Gus finally tells his angry superior that he let Malvo off with a warning for speeding, and he is sent to Bemidji to inform their police department. He meets Molly for the first time and after seeing him with Greta, she invites them over to her father's restaurant where they share a friendly conversation.

==Reception==
===Ratings===
The episode was first aired in the US on FX on April 29, 2014 and obtained 1.87 million viewers. The show was aired in the UK on Channel 4 on May 4, 2014 and was seen by 1.17 million viewers.

===Critical reception===
The third episode of Fargo was acclaimed by critics. It currently holds a perfect 100% rating on Rotten Tomatoes.

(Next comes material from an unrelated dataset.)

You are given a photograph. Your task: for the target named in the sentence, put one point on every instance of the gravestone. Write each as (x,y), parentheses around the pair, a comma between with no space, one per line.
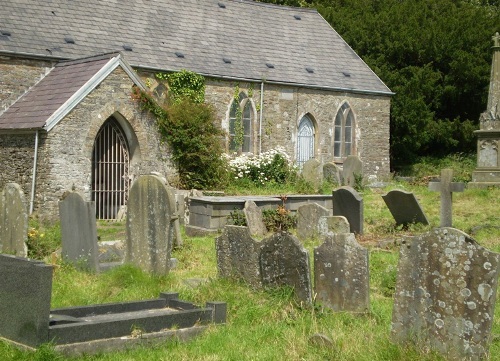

The A.V. Club writers Emily VanDerWerff and Zack Handlen gave the episode an A- rating, and said "The sheer amount of balance that Fargo projects makes it all the more exciting when things rush forward helter-skelter (as when Molly shows Gus the photo of Malvo) or when unpredictable elements enter to clog up the story. In the latter category, we have those two hitmen from Fargo, while in the former, we have whatever Malvo is doing to hem in Stavros (which involves switching out his medication for Adderall and putting pig’s blood in his water supply for reasons I have yet to fathom). Yet Noah Hawley is careful to always balance out advances on both sides, so the whole thing feels like a complicated chess game either side could win—even if Molly and Malvo don’t precisely know they’re playing each other yet."

Another positive review came from IGN's Roth Cornet, who gave the episode an 8.8/10 "great" rating and said "There are some amazing sight gags throughout the episodes (...) but that light and fanciful music set against grim corpses and barbarous crime is what really sells the tone. It's that simultaneously disquieting and entirely engaging tenor that gives us enough distance to laugh even in the midst of the horror. It's a delicate balance, because the show, like the film, also selects moments to force us to really feel and face the brutality they're serving up."